Prepare Data for Atlas

Atlas accepts data files that contain text & image content for embedding generation, as well as the relevant associated metadata.

note

For programmatic dataset uploads, our Python SDK allows you to upload datasets directly from Python code.

File Requirements

  • Supported formats: CSV, TSV, JSON, or JSONL
  • Column names:
    • For CSV/TSV: Files must include a header row specifying column names
    • For JSON/JSONL: Each object must use consistent field names
  • Content: At least one column/field to embed, containing either natural language text or a path to an image.
  • Size limits: at least 20 rows (and for free users, at most 250,000 rows), with a total file size under 1GB

Best Practices

Include All Available Metadata

When preparing your dataset, include all relevant metadata fields since Atlas can efficiently handle datasets with many columns. These additional columns provide valuable context and enable richer analysis through the data map controls. Consider including metadata like timestamps, categories, authors, status fields, IDs, ratings, and any other fields that could provide useful context or filtering capabilities.

Date and Time Formatting

For consistent handling of temporal information, convert all datetime fields to ISO 8601 format. Instead of using formats like 3/14/24 3:30 PM, use the standardized format 2024-03-14T15:30:00Z. This ensures that Atlas can properly process and display temporal data across your dataset.

Unnest Data

If your data contains nested structures or objects (like JSON objects), unnest them into separate columns before uploading to Atlas. For example, instead of having a single column containing {"status": "open", "priority": 3}, split it into two separate columns: status with value "open" and priority with value 3. This flat structure allows for better filtering and analysis in Atlas.

Upload

Visit Atlas Dashboard

Once you are signed up for Atlas and logged in, visit https://atlas.nomic.ai/data to open your Atlas Dashboard.

Alteratively, on the Nomic Atlas homepage click the Dashboard button.

Your organization's data maps live here. For new organizations with no datasets yet, you will be prompted to get started uploading your first dataset.

Create New Dataset

If you have no datasets yet, visiting your dashboard will prompt you to create one.

If you have existing datasets, click Create Dataset button in Atlas to create a new dataset.

You can upload text to Atlas via dataset connectors, via Python, or by uploading your own file directly. Here we upload a .csv file by dropping it onto the Atlas upload page.

Take a look at the auto-inferred Name, Embedding Field, and dataset settings (e.g., whether to use a multilingual model when embedding, which we deactivate in the above video) before clicking Upload Dataset button in Atlas. Your map will take a few minutes to load, requiring more time the more data you upload.

Upload Options

Name

The name which will be used for your data map's display in the Dashboard, as well as its URL.

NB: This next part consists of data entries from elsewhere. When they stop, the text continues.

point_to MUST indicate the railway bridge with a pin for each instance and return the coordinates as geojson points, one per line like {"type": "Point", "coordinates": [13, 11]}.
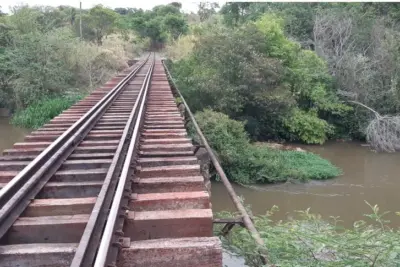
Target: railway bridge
{"type": "Point", "coordinates": [112, 181]}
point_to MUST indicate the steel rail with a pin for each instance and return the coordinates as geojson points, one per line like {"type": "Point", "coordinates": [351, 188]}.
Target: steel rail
{"type": "Point", "coordinates": [17, 194]}
{"type": "Point", "coordinates": [89, 242]}
{"type": "Point", "coordinates": [239, 206]}
{"type": "Point", "coordinates": [102, 255]}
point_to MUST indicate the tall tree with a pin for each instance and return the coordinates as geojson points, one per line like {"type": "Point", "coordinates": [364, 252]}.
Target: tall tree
{"type": "Point", "coordinates": [206, 9]}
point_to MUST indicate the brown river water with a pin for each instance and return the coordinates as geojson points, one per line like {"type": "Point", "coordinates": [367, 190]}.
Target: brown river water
{"type": "Point", "coordinates": [367, 176]}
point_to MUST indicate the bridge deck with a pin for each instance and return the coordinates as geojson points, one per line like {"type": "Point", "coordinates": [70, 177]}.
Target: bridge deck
{"type": "Point", "coordinates": [168, 219]}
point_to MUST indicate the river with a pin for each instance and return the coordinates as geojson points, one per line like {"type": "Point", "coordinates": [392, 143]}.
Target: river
{"type": "Point", "coordinates": [367, 176]}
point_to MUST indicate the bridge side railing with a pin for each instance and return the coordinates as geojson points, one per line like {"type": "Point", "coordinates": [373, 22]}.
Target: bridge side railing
{"type": "Point", "coordinates": [246, 220]}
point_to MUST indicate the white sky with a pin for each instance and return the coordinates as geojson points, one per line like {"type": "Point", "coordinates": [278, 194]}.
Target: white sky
{"type": "Point", "coordinates": [187, 5]}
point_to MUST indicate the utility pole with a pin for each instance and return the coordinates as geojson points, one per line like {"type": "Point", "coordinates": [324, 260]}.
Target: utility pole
{"type": "Point", "coordinates": [80, 20]}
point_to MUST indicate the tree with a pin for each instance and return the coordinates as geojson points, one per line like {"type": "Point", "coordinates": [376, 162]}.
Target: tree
{"type": "Point", "coordinates": [175, 25]}
{"type": "Point", "coordinates": [176, 4]}
{"type": "Point", "coordinates": [234, 12]}
{"type": "Point", "coordinates": [159, 23]}
{"type": "Point", "coordinates": [98, 23]}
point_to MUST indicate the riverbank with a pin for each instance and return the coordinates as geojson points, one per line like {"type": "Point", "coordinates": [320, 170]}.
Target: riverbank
{"type": "Point", "coordinates": [310, 241]}
{"type": "Point", "coordinates": [41, 112]}
{"type": "Point", "coordinates": [247, 163]}
{"type": "Point", "coordinates": [367, 176]}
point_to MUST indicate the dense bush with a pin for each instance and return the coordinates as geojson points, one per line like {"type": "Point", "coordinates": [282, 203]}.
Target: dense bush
{"type": "Point", "coordinates": [246, 163]}
{"type": "Point", "coordinates": [254, 73]}
{"type": "Point", "coordinates": [309, 241]}
{"type": "Point", "coordinates": [41, 57]}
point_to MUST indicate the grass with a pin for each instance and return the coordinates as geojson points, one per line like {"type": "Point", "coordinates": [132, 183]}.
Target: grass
{"type": "Point", "coordinates": [309, 241]}
{"type": "Point", "coordinates": [285, 165]}
{"type": "Point", "coordinates": [246, 163]}
{"type": "Point", "coordinates": [39, 113]}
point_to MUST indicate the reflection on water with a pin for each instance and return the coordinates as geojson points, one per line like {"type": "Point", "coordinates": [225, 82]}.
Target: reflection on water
{"type": "Point", "coordinates": [368, 176]}
{"type": "Point", "coordinates": [10, 134]}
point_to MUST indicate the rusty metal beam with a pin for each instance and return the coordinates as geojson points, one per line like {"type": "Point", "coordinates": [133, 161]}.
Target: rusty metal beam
{"type": "Point", "coordinates": [239, 206]}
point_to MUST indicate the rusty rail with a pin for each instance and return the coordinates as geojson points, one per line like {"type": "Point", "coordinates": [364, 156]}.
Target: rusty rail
{"type": "Point", "coordinates": [248, 223]}
{"type": "Point", "coordinates": [88, 248]}
{"type": "Point", "coordinates": [17, 194]}
{"type": "Point", "coordinates": [103, 257]}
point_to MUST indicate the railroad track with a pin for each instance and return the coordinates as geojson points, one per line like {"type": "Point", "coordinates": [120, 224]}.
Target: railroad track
{"type": "Point", "coordinates": [112, 181]}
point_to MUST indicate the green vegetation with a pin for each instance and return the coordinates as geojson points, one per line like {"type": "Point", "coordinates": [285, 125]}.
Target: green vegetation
{"type": "Point", "coordinates": [42, 58]}
{"type": "Point", "coordinates": [309, 241]}
{"type": "Point", "coordinates": [254, 73]}
{"type": "Point", "coordinates": [162, 23]}
{"type": "Point", "coordinates": [290, 70]}
{"type": "Point", "coordinates": [247, 163]}
{"type": "Point", "coordinates": [42, 111]}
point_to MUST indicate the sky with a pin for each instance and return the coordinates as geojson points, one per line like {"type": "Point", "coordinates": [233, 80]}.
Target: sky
{"type": "Point", "coordinates": [187, 5]}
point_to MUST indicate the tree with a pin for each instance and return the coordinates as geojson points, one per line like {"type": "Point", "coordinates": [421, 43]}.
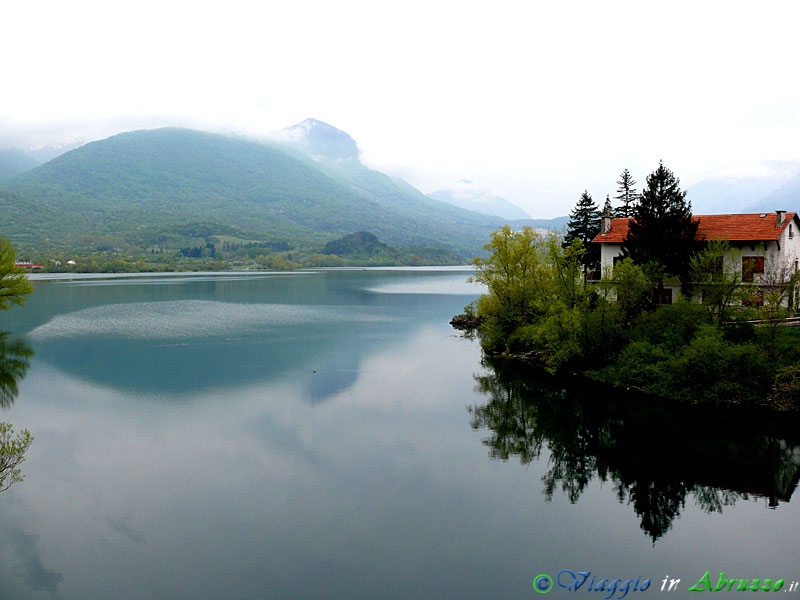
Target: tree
{"type": "Point", "coordinates": [15, 359]}
{"type": "Point", "coordinates": [584, 225]}
{"type": "Point", "coordinates": [662, 231]}
{"type": "Point", "coordinates": [626, 194]}
{"type": "Point", "coordinates": [14, 286]}
{"type": "Point", "coordinates": [12, 453]}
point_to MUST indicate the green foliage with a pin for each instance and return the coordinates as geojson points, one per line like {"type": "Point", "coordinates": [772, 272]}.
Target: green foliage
{"type": "Point", "coordinates": [628, 285]}
{"type": "Point", "coordinates": [539, 307]}
{"type": "Point", "coordinates": [787, 388]}
{"type": "Point", "coordinates": [672, 326]}
{"type": "Point", "coordinates": [14, 286]}
{"type": "Point", "coordinates": [627, 195]}
{"type": "Point", "coordinates": [144, 189]}
{"type": "Point", "coordinates": [15, 359]}
{"type": "Point", "coordinates": [584, 225]}
{"type": "Point", "coordinates": [12, 453]}
{"type": "Point", "coordinates": [556, 337]}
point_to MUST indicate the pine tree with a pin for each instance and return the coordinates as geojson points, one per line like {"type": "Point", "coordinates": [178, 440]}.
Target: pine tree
{"type": "Point", "coordinates": [584, 225]}
{"type": "Point", "coordinates": [662, 231]}
{"type": "Point", "coordinates": [626, 194]}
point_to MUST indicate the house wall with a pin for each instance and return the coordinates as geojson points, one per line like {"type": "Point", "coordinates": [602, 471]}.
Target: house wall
{"type": "Point", "coordinates": [783, 252]}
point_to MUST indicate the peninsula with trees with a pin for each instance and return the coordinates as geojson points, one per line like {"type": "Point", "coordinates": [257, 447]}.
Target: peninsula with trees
{"type": "Point", "coordinates": [649, 297]}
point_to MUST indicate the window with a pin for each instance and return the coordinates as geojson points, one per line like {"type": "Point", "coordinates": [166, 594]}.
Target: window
{"type": "Point", "coordinates": [750, 266]}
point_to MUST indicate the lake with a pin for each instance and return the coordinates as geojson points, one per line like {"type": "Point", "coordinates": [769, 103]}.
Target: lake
{"type": "Point", "coordinates": [328, 435]}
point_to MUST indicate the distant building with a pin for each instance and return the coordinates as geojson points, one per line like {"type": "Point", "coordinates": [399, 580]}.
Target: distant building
{"type": "Point", "coordinates": [759, 241]}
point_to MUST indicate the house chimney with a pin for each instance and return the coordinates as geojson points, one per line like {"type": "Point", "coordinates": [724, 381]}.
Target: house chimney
{"type": "Point", "coordinates": [605, 225]}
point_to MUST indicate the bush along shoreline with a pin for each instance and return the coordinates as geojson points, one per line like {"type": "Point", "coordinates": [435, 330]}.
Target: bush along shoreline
{"type": "Point", "coordinates": [713, 346]}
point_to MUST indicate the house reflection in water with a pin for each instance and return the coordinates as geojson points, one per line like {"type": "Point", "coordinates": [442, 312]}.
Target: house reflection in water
{"type": "Point", "coordinates": [656, 453]}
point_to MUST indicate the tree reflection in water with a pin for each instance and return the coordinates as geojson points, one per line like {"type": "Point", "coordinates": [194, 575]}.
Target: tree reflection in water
{"type": "Point", "coordinates": [656, 453]}
{"type": "Point", "coordinates": [15, 359]}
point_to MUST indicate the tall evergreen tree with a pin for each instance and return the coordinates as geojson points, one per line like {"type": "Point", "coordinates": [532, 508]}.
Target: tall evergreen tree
{"type": "Point", "coordinates": [584, 225]}
{"type": "Point", "coordinates": [626, 194]}
{"type": "Point", "coordinates": [662, 231]}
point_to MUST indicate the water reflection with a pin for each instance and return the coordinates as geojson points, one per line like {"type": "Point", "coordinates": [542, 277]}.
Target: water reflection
{"type": "Point", "coordinates": [15, 359]}
{"type": "Point", "coordinates": [656, 454]}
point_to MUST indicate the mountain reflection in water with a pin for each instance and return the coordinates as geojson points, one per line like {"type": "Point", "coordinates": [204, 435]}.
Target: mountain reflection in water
{"type": "Point", "coordinates": [656, 453]}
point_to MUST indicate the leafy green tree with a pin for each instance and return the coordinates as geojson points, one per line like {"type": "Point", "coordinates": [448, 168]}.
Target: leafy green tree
{"type": "Point", "coordinates": [513, 271]}
{"type": "Point", "coordinates": [14, 286]}
{"type": "Point", "coordinates": [718, 281]}
{"type": "Point", "coordinates": [12, 453]}
{"type": "Point", "coordinates": [15, 359]}
{"type": "Point", "coordinates": [776, 287]}
{"type": "Point", "coordinates": [584, 225]}
{"type": "Point", "coordinates": [662, 231]}
{"type": "Point", "coordinates": [626, 194]}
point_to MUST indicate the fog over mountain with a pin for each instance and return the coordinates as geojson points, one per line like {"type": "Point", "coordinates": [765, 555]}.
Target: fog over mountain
{"type": "Point", "coordinates": [765, 185]}
{"type": "Point", "coordinates": [467, 194]}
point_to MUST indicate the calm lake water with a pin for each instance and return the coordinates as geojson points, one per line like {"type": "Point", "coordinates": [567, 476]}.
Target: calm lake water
{"type": "Point", "coordinates": [328, 435]}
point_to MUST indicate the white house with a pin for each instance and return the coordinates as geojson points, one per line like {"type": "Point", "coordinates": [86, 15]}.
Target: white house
{"type": "Point", "coordinates": [758, 241]}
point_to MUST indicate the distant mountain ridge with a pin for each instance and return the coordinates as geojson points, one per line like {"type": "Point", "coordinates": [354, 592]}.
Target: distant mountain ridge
{"type": "Point", "coordinates": [138, 187]}
{"type": "Point", "coordinates": [14, 161]}
{"type": "Point", "coordinates": [767, 185]}
{"type": "Point", "coordinates": [466, 194]}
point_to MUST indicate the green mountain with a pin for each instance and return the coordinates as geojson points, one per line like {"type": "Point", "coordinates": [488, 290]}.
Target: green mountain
{"type": "Point", "coordinates": [149, 189]}
{"type": "Point", "coordinates": [336, 153]}
{"type": "Point", "coordinates": [363, 248]}
{"type": "Point", "coordinates": [466, 194]}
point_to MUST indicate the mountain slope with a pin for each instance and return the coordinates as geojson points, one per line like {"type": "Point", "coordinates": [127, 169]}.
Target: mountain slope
{"type": "Point", "coordinates": [336, 153]}
{"type": "Point", "coordinates": [145, 183]}
{"type": "Point", "coordinates": [466, 194]}
{"type": "Point", "coordinates": [14, 162]}
{"type": "Point", "coordinates": [743, 189]}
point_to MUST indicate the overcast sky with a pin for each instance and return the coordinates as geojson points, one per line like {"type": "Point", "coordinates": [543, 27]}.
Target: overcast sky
{"type": "Point", "coordinates": [535, 100]}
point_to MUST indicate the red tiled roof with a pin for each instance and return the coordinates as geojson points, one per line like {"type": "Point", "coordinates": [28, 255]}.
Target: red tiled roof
{"type": "Point", "coordinates": [736, 228]}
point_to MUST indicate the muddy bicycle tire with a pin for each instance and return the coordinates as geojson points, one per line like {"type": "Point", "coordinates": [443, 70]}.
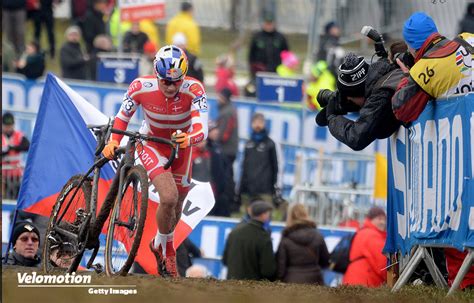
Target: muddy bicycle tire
{"type": "Point", "coordinates": [69, 221]}
{"type": "Point", "coordinates": [126, 223]}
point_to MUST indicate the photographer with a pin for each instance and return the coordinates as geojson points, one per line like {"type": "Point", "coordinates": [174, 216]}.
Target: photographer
{"type": "Point", "coordinates": [367, 90]}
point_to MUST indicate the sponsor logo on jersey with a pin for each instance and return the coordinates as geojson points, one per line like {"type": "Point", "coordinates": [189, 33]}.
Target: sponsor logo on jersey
{"type": "Point", "coordinates": [134, 87]}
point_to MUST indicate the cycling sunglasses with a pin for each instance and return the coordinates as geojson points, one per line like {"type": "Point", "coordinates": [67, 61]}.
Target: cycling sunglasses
{"type": "Point", "coordinates": [26, 238]}
{"type": "Point", "coordinates": [169, 83]}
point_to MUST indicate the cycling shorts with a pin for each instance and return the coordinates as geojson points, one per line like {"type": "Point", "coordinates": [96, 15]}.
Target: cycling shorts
{"type": "Point", "coordinates": [154, 156]}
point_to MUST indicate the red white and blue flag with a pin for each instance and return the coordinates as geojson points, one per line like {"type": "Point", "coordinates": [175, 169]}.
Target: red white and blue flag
{"type": "Point", "coordinates": [62, 147]}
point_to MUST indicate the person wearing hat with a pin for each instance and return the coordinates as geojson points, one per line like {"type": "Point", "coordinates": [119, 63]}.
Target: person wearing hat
{"type": "Point", "coordinates": [194, 64]}
{"type": "Point", "coordinates": [72, 59]}
{"type": "Point", "coordinates": [184, 23]}
{"type": "Point", "coordinates": [442, 67]}
{"type": "Point", "coordinates": [364, 89]}
{"type": "Point", "coordinates": [367, 262]}
{"type": "Point", "coordinates": [266, 47]}
{"type": "Point", "coordinates": [26, 240]}
{"type": "Point", "coordinates": [14, 143]}
{"type": "Point", "coordinates": [248, 252]}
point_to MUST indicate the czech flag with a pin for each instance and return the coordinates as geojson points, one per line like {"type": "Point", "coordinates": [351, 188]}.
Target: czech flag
{"type": "Point", "coordinates": [62, 147]}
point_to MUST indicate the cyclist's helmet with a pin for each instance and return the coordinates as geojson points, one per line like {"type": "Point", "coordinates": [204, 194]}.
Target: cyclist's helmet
{"type": "Point", "coordinates": [170, 63]}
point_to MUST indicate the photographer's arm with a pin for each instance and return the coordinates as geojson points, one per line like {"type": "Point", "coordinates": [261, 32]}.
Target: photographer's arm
{"type": "Point", "coordinates": [360, 133]}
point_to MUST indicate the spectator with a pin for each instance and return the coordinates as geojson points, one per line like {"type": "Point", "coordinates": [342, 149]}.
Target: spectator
{"type": "Point", "coordinates": [367, 262]}
{"type": "Point", "coordinates": [363, 89]}
{"type": "Point", "coordinates": [102, 44]}
{"type": "Point", "coordinates": [73, 61]}
{"type": "Point", "coordinates": [134, 40]}
{"type": "Point", "coordinates": [260, 164]}
{"type": "Point", "coordinates": [222, 205]}
{"type": "Point", "coordinates": [8, 56]}
{"type": "Point", "coordinates": [14, 143]}
{"type": "Point", "coordinates": [94, 24]}
{"type": "Point", "coordinates": [248, 252]}
{"type": "Point", "coordinates": [289, 64]}
{"type": "Point", "coordinates": [201, 158]}
{"type": "Point", "coordinates": [26, 240]}
{"type": "Point", "coordinates": [428, 81]}
{"type": "Point", "coordinates": [14, 22]}
{"type": "Point", "coordinates": [265, 48]}
{"type": "Point", "coordinates": [329, 47]}
{"type": "Point", "coordinates": [320, 78]}
{"type": "Point", "coordinates": [228, 139]}
{"type": "Point", "coordinates": [225, 69]}
{"type": "Point", "coordinates": [146, 61]}
{"type": "Point", "coordinates": [45, 15]}
{"type": "Point", "coordinates": [467, 23]}
{"type": "Point", "coordinates": [194, 64]}
{"type": "Point", "coordinates": [31, 63]}
{"type": "Point", "coordinates": [184, 23]}
{"type": "Point", "coordinates": [302, 251]}
{"type": "Point", "coordinates": [185, 254]}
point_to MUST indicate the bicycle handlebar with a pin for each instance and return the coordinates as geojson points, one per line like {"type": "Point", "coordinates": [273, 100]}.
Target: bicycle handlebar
{"type": "Point", "coordinates": [99, 130]}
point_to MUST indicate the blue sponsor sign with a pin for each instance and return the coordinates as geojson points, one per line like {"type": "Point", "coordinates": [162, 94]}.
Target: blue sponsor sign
{"type": "Point", "coordinates": [430, 184]}
{"type": "Point", "coordinates": [117, 68]}
{"type": "Point", "coordinates": [273, 88]}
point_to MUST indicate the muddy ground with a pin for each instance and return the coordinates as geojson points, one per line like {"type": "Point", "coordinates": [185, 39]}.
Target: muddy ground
{"type": "Point", "coordinates": [154, 289]}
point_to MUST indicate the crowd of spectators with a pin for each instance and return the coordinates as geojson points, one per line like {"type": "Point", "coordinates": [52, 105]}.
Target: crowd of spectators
{"type": "Point", "coordinates": [382, 93]}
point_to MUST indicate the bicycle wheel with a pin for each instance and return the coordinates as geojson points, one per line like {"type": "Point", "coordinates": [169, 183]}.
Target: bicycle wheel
{"type": "Point", "coordinates": [126, 223]}
{"type": "Point", "coordinates": [66, 231]}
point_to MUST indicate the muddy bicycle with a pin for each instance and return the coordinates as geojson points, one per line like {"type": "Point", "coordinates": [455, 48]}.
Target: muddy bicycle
{"type": "Point", "coordinates": [74, 227]}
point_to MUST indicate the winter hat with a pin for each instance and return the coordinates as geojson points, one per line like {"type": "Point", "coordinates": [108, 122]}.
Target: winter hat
{"type": "Point", "coordinates": [22, 227]}
{"type": "Point", "coordinates": [374, 212]}
{"type": "Point", "coordinates": [352, 75]}
{"type": "Point", "coordinates": [259, 207]}
{"type": "Point", "coordinates": [149, 48]}
{"type": "Point", "coordinates": [417, 29]}
{"type": "Point", "coordinates": [289, 59]}
{"type": "Point", "coordinates": [226, 93]}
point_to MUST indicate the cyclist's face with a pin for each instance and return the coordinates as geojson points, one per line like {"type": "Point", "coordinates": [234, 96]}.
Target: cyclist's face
{"type": "Point", "coordinates": [169, 88]}
{"type": "Point", "coordinates": [27, 245]}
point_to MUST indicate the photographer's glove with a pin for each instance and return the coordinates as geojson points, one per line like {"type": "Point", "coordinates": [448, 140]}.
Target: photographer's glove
{"type": "Point", "coordinates": [109, 149]}
{"type": "Point", "coordinates": [321, 119]}
{"type": "Point", "coordinates": [181, 138]}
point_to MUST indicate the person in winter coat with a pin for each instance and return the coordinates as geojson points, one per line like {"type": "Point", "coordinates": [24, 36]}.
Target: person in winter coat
{"type": "Point", "coordinates": [265, 48]}
{"type": "Point", "coordinates": [248, 252]}
{"type": "Point", "coordinates": [260, 165]}
{"type": "Point", "coordinates": [467, 23]}
{"type": "Point", "coordinates": [366, 90]}
{"type": "Point", "coordinates": [367, 262]}
{"type": "Point", "coordinates": [26, 240]}
{"type": "Point", "coordinates": [31, 64]}
{"type": "Point", "coordinates": [184, 23]}
{"type": "Point", "coordinates": [302, 252]}
{"type": "Point", "coordinates": [73, 61]}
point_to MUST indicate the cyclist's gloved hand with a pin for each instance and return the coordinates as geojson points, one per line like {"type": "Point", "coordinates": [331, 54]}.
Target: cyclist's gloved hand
{"type": "Point", "coordinates": [181, 138]}
{"type": "Point", "coordinates": [109, 149]}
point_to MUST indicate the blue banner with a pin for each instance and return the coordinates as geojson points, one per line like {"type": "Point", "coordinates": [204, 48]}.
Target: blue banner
{"type": "Point", "coordinates": [273, 88]}
{"type": "Point", "coordinates": [117, 68]}
{"type": "Point", "coordinates": [430, 185]}
{"type": "Point", "coordinates": [294, 131]}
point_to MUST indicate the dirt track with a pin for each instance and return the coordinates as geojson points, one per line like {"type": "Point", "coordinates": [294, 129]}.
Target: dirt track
{"type": "Point", "coordinates": [153, 289]}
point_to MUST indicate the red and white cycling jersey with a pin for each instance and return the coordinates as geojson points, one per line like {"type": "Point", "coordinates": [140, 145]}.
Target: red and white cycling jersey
{"type": "Point", "coordinates": [187, 112]}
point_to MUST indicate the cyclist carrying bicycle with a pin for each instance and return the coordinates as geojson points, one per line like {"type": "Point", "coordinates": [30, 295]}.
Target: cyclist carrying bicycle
{"type": "Point", "coordinates": [175, 107]}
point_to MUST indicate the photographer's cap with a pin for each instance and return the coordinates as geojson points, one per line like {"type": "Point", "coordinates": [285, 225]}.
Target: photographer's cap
{"type": "Point", "coordinates": [417, 29]}
{"type": "Point", "coordinates": [352, 75]}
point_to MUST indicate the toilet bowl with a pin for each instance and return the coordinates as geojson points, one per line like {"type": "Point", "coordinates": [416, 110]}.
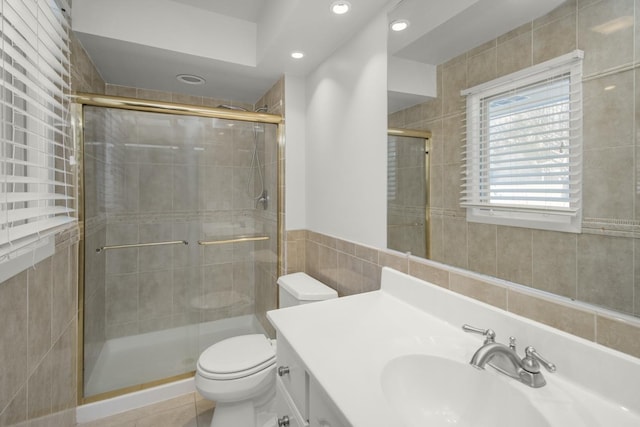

Embedding Field / Indexed Field

The attribute of your dataset used to arrange the points in the Atlas map.

Uploading data to Atlas requires choosing a which field/column from your dataset to embed with an embedding model. This choice determines how the datapoints will get arranged as a map in Atlas: data that show up as neighboring points in the data map will have similar semnatic content in this field/column from your dataset (and thus similar embeddings via the embedding model). Typically, you will want this to be the text column from your data, as opposed to non-semantic content like IDs or numerical metadata.

Build Topic Model

Whether to build a topic model, which displays labels over clusters and subclusters within the Atlas data map interface. You can read more about how it works here.

Duplicate Detection

Whether to activate duplicate detection, which will create a new column of metadata for your dataset indicating which points are likely duplicates of other data points.

Use Multilingual Model

Whether to use a multilingual embedding model, which will group data points together based on semantic meaning regardless of language used in the text (as opposed to the default nomic-embed-text-v1.5 embedding model, which will create distinct clusters of data depending on the language used in the text).

Private Map

For Pro & Enterprise accounts, you can make a map private so that they are not publicly accessible, and only members of your organization will be able to find/access the map.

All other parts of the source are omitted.